College women's basketball team

The UCLA Bruins women's basketball team, established in 1974, represents the University of California, Los Angeles (UCLA) in the Big Ten Conference. The team competes in women's college basketball against teams from the Division I level of the National Collegiate Athletic Association (NCAA). The current coach is Cori Close. Home games are played in Pauley Pavilion in Los Angeles.

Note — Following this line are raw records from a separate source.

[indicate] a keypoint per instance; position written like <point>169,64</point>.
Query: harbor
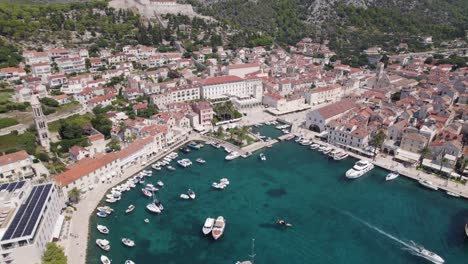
<point>260,193</point>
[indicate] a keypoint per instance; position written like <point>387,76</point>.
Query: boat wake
<point>410,246</point>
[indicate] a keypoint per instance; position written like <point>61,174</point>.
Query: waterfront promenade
<point>76,244</point>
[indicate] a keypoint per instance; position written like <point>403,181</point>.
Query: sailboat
<point>252,256</point>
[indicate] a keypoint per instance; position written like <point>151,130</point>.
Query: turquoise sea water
<point>335,220</point>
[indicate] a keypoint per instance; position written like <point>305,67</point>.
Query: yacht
<point>103,229</point>
<point>232,155</point>
<point>453,194</point>
<point>428,184</point>
<point>128,242</point>
<point>184,163</point>
<point>218,227</point>
<point>340,155</point>
<point>130,208</point>
<point>429,255</point>
<point>105,260</point>
<point>360,168</point>
<point>208,226</point>
<point>153,208</point>
<point>146,193</point>
<point>103,244</point>
<point>184,196</point>
<point>191,194</point>
<point>392,175</point>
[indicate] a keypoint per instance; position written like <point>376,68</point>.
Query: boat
<point>193,145</point>
<point>218,227</point>
<point>103,244</point>
<point>314,146</point>
<point>428,184</point>
<point>208,226</point>
<point>232,155</point>
<point>130,208</point>
<point>283,223</point>
<point>101,214</point>
<point>103,229</point>
<point>360,168</point>
<point>146,192</point>
<point>340,155</point>
<point>191,194</point>
<point>185,150</point>
<point>429,255</point>
<point>184,163</point>
<point>392,175</point>
<point>153,208</point>
<point>105,260</point>
<point>128,242</point>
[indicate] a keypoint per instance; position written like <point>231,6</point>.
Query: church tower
<point>41,123</point>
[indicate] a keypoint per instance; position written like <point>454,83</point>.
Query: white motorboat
<point>360,168</point>
<point>130,208</point>
<point>218,227</point>
<point>153,208</point>
<point>128,242</point>
<point>429,255</point>
<point>105,260</point>
<point>340,155</point>
<point>392,175</point>
<point>184,163</point>
<point>191,194</point>
<point>208,226</point>
<point>314,146</point>
<point>147,193</point>
<point>103,229</point>
<point>103,244</point>
<point>453,194</point>
<point>428,184</point>
<point>232,155</point>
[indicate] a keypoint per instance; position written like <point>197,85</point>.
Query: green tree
<point>53,254</point>
<point>425,152</point>
<point>377,141</point>
<point>74,195</point>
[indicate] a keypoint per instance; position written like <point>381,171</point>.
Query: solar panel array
<point>25,219</point>
<point>12,186</point>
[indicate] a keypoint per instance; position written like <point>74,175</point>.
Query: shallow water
<point>335,220</point>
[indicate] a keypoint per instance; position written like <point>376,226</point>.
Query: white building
<point>16,166</point>
<point>31,216</point>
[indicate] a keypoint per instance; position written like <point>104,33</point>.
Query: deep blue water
<point>335,220</point>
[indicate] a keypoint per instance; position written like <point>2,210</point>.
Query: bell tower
<point>41,123</point>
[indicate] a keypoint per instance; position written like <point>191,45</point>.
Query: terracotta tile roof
<point>13,157</point>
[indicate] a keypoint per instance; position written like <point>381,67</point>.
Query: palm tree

The team was a member of the Association for Intercollegiate Athletics for Women (AIAW) until joining the NCAA in 1981–82 season. The team was a member of the Western Collegiate Athletic Association conference until women's basketball was organized in the Pac-10 conference for the 1986–87 season. The 1977-78 UCLA Bruins women's basketball team won the 1978 AIAW National Large College Basketball Championship, and a banner commemorating the championship hangs in Pauley Pavilion. The 2014–15 UCLA Bruins women's basketball team won the 2015 WNIT championship. In the 2024–25 Bruins' season, the Bruins made their first Final Four appearance in the modern era of the NCAA championship., The 2025–26 Bruins went 37–1 and won the program's second women's basketball national championship, and the first basketball championship in the NCAA era.

== History ==
Women's sports programs at UCLA were established as a response to Title IX. Dr. Judith Holland was named the athletic director for women's sports. In 1974, UCLA was a well established men's basketball powerhouse, having won 9 of their 10 championships under Coach John Wooden. The first UCLA Women's basketball team was established for the 1974-75 season. Ann Meyers was the first woman recruited to play in college basketball at any university with a four-year scholarship. This is regarded as one of the defining moments in the history of women's sports.

===Coach Kenny Washington (1974-75) ===
Kenny Washington, a basketball star on UCLA men's championship teams, became the first coach of the UCLA women's basketball program. He coached one season, leading the Bruins to an 18–4 record behind star Ann Meyers. He was the first African-American head coach at UCLA in any sport.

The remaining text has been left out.